Des dettes envers la copropriété
«Mes clients étaient complètement vulnérables, sans titre de séjour, rapporte Me Flora Gilbert, avocate de quatre autres parties civiles. Et dans ce dossier, on est loin de l’exploitation de la misère par la misère. Le prévenu habite une coquette maison à Aubagne.» Lors de la perquisition de son domicile en février 2023, les enquêteurs ont retrouvé des liasses de billets pour un montant de 10.810 euros. Les policiers ont également saisi un coffre dans lequel se trouvaient environ 100.000 euros en pièces d’or et en billets de banque. Il était par ailleurs propriétaire d’autres appartements, notamment dans les quartiers nord et pauvres de la ville. «Lors de sa garde à vue, il avait 13.900 euros sur son compte bancaire», rappelle l’avocat de la ville de Marseille. Majid B. est accusé d’avoir continué de percevoir les loyers de ses appartements malgré l’arrêté de sécurité qui l’en empêchait, pour une somme totale estimée à 44.234 euros.
90.000 euros de charges impayées
«On est sur le profil symptomatique du marchand de sommeil, qui loue des logements indignes à des personnes vulnérables et n’a jamais payé ses charges», accuse Me Jorge Mendes Constante.
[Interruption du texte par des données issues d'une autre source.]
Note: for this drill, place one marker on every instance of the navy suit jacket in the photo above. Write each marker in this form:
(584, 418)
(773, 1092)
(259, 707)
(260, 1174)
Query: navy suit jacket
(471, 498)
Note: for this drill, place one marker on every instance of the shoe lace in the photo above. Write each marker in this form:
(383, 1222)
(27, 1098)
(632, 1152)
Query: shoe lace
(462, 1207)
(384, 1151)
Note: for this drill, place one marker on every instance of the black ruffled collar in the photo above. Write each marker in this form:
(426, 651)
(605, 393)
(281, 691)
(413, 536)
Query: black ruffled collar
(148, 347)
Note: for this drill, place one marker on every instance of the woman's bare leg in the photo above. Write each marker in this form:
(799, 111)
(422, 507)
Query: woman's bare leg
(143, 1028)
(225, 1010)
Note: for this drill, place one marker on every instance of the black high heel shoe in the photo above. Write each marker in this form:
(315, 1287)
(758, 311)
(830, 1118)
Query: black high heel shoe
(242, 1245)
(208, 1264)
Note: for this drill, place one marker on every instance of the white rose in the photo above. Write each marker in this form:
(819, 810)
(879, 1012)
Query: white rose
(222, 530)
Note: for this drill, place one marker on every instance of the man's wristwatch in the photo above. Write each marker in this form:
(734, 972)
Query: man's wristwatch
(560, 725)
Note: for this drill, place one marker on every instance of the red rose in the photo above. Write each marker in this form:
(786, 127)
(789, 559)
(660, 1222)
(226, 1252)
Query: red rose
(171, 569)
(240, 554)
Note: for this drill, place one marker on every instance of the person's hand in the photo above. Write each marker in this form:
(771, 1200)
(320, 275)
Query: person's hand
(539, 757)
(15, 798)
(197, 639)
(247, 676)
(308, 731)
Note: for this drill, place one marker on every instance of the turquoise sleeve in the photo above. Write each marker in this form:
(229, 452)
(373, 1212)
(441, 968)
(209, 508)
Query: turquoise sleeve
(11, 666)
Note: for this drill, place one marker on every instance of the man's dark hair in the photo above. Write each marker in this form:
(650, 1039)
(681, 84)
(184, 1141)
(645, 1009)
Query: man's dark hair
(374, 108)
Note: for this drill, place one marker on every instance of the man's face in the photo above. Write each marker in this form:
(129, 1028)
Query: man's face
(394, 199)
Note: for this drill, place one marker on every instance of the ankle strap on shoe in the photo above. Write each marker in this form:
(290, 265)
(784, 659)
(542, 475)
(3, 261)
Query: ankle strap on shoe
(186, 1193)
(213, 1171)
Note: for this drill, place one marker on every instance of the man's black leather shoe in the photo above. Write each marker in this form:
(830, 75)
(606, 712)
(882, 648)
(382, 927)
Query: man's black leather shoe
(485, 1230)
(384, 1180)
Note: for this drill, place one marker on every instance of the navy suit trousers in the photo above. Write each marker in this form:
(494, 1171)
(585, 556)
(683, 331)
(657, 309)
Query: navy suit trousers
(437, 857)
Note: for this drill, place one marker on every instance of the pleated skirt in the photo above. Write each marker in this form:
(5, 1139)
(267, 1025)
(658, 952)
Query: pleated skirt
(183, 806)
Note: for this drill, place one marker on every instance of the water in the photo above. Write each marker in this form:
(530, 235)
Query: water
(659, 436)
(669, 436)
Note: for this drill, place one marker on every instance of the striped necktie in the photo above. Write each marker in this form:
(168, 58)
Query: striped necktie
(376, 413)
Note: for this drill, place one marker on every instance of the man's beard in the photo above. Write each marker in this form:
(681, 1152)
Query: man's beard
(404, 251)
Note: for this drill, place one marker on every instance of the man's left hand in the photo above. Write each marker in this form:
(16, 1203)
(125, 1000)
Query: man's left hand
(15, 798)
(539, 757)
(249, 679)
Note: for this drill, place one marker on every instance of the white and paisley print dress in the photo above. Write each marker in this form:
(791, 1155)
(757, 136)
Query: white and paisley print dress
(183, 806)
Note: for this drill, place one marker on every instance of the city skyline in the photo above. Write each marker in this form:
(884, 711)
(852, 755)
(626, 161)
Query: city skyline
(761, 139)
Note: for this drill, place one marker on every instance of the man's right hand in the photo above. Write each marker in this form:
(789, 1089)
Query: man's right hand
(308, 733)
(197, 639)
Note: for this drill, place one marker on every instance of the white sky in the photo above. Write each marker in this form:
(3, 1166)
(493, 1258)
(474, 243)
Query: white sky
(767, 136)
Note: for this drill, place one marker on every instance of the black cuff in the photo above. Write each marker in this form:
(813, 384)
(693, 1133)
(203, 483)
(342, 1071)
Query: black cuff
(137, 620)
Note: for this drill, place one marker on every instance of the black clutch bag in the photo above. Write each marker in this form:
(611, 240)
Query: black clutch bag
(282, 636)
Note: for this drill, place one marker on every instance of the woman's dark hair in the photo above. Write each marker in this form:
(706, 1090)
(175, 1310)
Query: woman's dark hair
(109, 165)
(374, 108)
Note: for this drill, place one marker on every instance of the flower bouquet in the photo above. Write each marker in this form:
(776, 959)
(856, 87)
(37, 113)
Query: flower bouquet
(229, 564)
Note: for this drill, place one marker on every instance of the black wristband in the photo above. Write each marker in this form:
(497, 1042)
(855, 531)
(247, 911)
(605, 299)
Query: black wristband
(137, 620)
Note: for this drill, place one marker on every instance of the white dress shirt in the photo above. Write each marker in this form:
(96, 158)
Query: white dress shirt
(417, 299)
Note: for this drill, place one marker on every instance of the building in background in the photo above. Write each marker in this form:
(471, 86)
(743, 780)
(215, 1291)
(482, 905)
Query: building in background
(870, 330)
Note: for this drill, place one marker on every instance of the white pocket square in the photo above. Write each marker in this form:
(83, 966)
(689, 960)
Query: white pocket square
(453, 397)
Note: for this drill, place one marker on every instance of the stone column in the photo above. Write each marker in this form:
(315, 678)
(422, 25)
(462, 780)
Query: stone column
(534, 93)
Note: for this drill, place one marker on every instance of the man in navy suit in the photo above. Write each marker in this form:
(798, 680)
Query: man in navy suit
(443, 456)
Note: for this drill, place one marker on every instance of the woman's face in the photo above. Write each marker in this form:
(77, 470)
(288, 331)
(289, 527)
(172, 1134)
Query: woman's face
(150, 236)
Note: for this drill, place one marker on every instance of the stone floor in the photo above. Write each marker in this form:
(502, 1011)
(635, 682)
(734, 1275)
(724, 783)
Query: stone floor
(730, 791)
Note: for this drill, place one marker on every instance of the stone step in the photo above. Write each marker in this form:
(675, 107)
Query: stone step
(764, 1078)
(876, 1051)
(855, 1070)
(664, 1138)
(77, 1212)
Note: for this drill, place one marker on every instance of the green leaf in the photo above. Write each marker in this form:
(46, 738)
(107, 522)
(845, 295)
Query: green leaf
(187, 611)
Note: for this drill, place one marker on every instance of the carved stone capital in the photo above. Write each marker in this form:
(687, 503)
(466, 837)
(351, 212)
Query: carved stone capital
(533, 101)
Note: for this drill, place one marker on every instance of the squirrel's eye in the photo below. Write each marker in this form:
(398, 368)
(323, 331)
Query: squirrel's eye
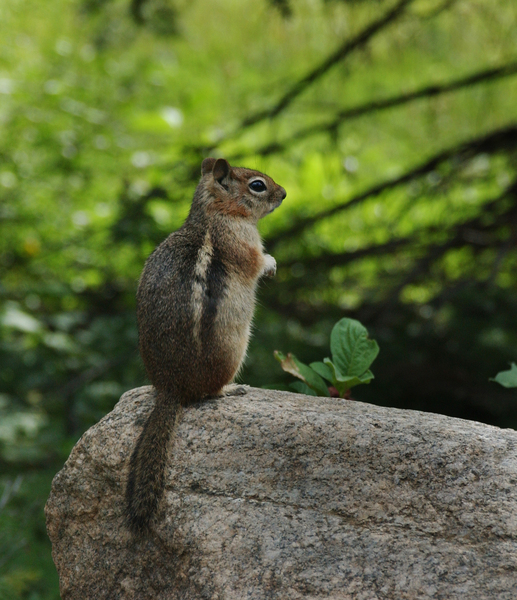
(258, 186)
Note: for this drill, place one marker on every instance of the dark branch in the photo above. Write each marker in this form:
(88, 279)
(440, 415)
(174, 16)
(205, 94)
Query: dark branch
(338, 55)
(489, 143)
(378, 105)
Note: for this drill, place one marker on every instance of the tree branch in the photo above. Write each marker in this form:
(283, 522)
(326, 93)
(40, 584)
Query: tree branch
(379, 105)
(338, 55)
(489, 143)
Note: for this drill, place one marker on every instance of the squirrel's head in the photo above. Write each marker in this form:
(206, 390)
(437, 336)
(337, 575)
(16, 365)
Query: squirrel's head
(238, 192)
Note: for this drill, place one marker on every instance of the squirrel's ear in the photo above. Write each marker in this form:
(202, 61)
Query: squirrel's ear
(207, 165)
(220, 169)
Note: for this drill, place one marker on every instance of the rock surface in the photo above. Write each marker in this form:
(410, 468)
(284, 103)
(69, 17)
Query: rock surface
(282, 496)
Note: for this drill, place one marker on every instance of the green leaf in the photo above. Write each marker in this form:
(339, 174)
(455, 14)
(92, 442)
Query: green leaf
(302, 388)
(292, 365)
(352, 351)
(344, 382)
(323, 370)
(508, 378)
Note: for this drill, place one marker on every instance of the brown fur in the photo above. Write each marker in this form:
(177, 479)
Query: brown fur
(195, 304)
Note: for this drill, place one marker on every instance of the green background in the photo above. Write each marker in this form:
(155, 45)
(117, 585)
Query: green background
(392, 126)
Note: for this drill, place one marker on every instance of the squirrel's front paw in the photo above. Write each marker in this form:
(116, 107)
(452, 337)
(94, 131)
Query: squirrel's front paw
(270, 266)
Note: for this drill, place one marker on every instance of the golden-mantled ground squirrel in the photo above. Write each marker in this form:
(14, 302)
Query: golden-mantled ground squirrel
(195, 305)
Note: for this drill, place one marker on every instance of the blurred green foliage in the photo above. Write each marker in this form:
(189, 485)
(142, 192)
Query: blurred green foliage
(393, 127)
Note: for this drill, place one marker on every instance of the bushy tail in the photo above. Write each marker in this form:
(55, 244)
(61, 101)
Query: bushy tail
(147, 466)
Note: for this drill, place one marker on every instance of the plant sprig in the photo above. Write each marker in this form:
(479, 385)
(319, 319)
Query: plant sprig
(352, 355)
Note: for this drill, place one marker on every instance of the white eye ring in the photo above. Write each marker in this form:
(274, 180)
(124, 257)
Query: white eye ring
(258, 186)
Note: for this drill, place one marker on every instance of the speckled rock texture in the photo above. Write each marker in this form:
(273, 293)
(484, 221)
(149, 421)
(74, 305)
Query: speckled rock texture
(275, 495)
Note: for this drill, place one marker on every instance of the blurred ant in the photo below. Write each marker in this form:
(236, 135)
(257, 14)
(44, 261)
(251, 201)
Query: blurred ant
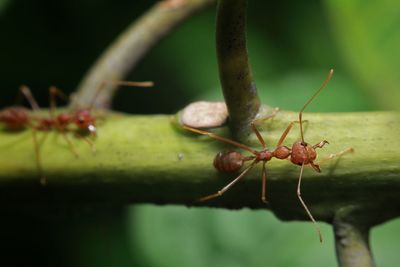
(18, 118)
(301, 153)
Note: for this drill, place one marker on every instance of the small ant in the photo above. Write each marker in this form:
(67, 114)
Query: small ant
(301, 153)
(19, 118)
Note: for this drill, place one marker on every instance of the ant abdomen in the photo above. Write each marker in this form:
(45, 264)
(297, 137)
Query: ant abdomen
(228, 161)
(302, 154)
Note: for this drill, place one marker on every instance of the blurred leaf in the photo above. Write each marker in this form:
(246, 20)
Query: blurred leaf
(178, 236)
(3, 5)
(368, 35)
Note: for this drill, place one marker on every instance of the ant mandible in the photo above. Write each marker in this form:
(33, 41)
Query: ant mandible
(301, 153)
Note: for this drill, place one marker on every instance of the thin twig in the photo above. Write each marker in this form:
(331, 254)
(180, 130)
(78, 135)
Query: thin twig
(130, 47)
(234, 68)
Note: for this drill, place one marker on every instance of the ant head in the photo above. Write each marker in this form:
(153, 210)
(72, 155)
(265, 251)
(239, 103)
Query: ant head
(282, 152)
(302, 153)
(85, 121)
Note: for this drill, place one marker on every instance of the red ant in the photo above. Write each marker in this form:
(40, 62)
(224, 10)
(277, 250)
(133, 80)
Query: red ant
(300, 154)
(18, 118)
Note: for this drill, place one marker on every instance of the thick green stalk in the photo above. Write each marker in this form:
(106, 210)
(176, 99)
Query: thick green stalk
(235, 74)
(151, 159)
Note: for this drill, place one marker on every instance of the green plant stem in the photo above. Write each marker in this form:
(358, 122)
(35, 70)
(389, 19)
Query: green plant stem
(150, 159)
(129, 48)
(235, 74)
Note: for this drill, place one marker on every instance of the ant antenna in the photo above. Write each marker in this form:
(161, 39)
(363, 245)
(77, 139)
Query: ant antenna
(309, 101)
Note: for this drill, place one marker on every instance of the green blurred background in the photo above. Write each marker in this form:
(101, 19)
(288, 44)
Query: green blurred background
(291, 45)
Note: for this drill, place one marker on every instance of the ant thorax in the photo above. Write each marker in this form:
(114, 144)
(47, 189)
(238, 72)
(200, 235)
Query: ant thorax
(228, 161)
(264, 155)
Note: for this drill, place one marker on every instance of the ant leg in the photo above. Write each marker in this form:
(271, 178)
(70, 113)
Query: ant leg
(53, 92)
(264, 184)
(43, 180)
(220, 138)
(258, 134)
(286, 132)
(26, 92)
(339, 154)
(87, 140)
(71, 146)
(305, 206)
(225, 188)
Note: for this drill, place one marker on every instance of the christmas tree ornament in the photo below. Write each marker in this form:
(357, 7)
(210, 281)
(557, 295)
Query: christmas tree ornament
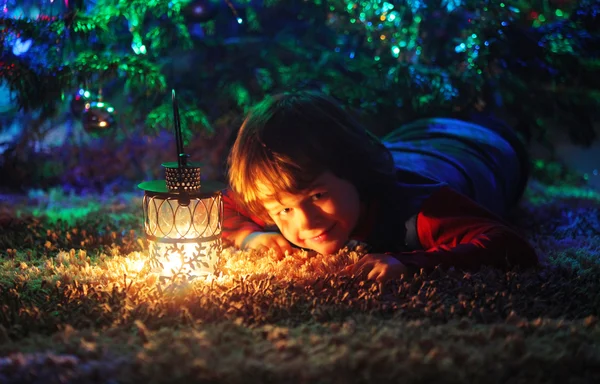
(79, 101)
(183, 218)
(200, 11)
(98, 117)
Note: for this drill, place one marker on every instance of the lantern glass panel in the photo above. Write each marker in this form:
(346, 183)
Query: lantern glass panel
(183, 239)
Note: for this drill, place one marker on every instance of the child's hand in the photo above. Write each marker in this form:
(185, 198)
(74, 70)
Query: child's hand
(273, 240)
(376, 266)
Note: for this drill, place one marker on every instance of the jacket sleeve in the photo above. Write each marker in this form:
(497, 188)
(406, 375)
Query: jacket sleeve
(237, 222)
(456, 232)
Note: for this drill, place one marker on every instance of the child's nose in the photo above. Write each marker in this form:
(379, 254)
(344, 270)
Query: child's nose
(309, 218)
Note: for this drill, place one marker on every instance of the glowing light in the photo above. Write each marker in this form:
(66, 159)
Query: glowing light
(21, 46)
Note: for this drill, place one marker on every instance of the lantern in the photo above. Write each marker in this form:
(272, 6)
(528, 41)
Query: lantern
(182, 217)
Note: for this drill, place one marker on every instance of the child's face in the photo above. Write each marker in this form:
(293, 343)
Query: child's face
(320, 218)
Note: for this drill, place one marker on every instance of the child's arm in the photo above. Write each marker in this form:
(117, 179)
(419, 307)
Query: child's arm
(455, 231)
(237, 223)
(246, 231)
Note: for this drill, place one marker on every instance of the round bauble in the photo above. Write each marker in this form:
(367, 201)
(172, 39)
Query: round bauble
(98, 118)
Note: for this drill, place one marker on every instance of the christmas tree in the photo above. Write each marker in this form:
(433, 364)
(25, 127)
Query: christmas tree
(107, 66)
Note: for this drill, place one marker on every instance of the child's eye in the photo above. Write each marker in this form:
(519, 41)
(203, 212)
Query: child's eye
(318, 195)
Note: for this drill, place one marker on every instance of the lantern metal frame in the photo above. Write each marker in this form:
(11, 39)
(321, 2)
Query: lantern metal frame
(183, 218)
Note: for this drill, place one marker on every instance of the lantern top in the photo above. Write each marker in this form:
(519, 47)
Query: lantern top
(155, 187)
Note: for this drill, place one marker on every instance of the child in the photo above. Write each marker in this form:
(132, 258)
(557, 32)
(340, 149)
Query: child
(303, 172)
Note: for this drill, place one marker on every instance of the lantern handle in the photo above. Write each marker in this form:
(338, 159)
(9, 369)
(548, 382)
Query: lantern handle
(181, 156)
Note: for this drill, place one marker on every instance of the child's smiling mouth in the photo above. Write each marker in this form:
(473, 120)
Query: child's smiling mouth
(324, 236)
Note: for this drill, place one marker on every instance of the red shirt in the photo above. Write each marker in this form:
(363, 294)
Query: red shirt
(449, 230)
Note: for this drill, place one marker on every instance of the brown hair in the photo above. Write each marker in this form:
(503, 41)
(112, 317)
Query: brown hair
(289, 139)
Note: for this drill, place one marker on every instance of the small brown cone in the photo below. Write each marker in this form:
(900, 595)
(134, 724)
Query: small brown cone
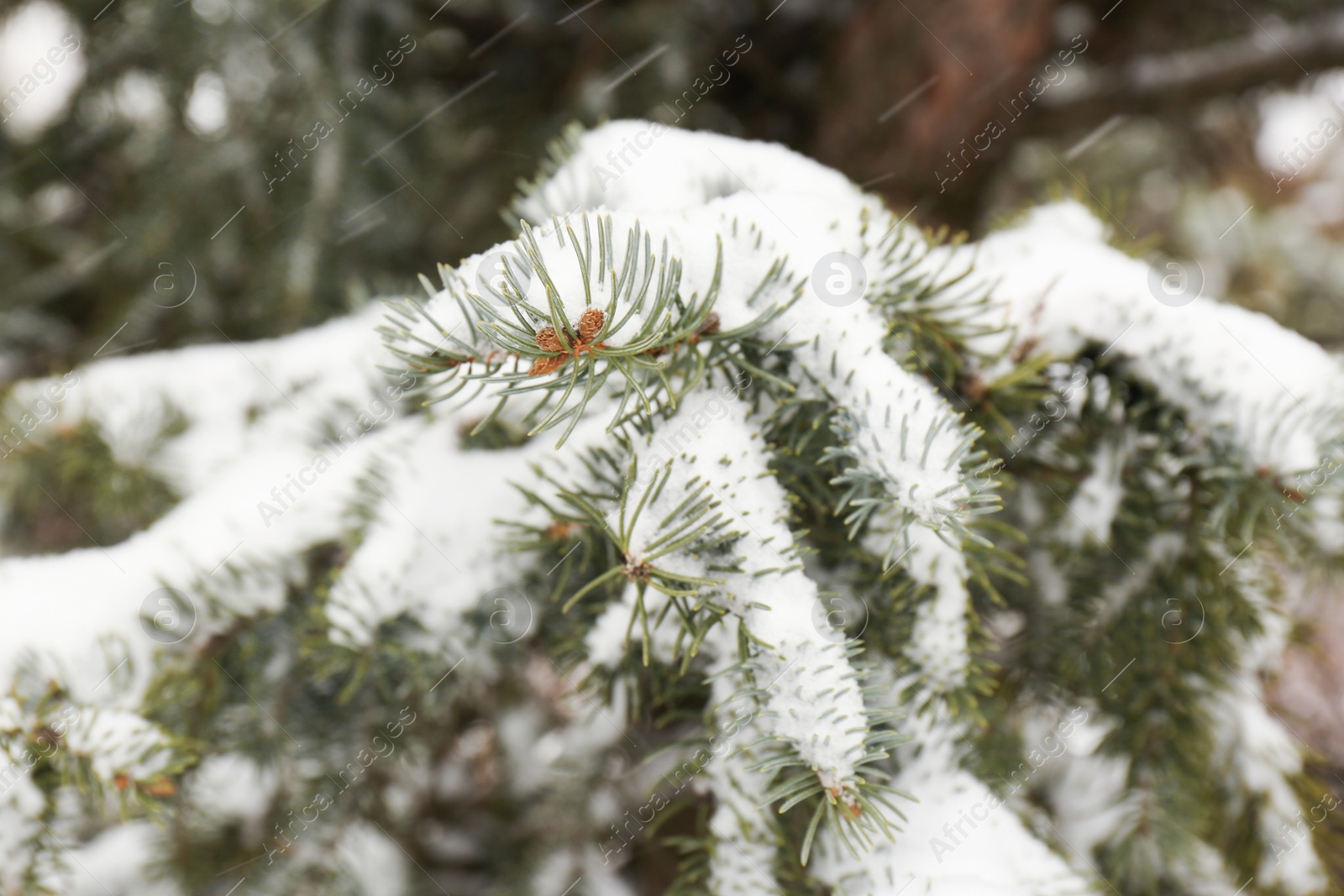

Le prévenu avait en effet envers la copropriété une dette de près de 90.000 euros. «Il ne pouvait pas les payer», assure son avocate, Me Isabelle Ansaldi, pour qui son client a été «dépassé par la situation». «Il n’y avait en aucun cas une volonté de louer à des personnes en situation irrégulière, poursuit l’avocate. Il n’a en aucun cas abusé de leur faiblesse. Il avait acheté ces appartements pas très chers pour de l’investissement locatif. Il n’a pas choisi une partie de ses locataires, car les appartements étaient déjà occupés. Il n’a pas perçu de loyer quand l’arrêté a été pris. Et il n’était pas le seul responsable de cette situation au Gyptis. Il y avait tout un contexte. Dans cette copropriété, il y avait eu beaucoup d’alertes, sur les rats, les cafards, les poubelles et le point de deal.»
Les deux avocats de la dizaine de locataires qui se sont portés partie civile réclament jusqu’à 10.000 pour leurs clients. De son côté, la mairie, qui a fait cité directement le prévenu pour ne pas avoir voulu reloger ses locataires, réclame 160.000 euros. L’audience est prévue pour durer jusqu’à vendredi. Le 2 juillet dernier, deux autres propriétaires du Gyptis ont été condamnés par le tribunal correctionnel de Marseille pour avoir perçu des loyers en dépit de cet arrêté de péril. L’un des propriétaires a écopé d’une peine de trois mois de prison avec sursis et 8000 euros d’amende, tandis que l’autre a été condamné à 120 jours-amendes à 80 euros. Les deux prévenus ont également été condamnés à rembourser à leurs locataires les loyers indûment perçus, soit autour de 2000 euros mensuels de mars à octobre 2022, ainsi que 1200 euros à chacun en réparation de leur préjudice moral.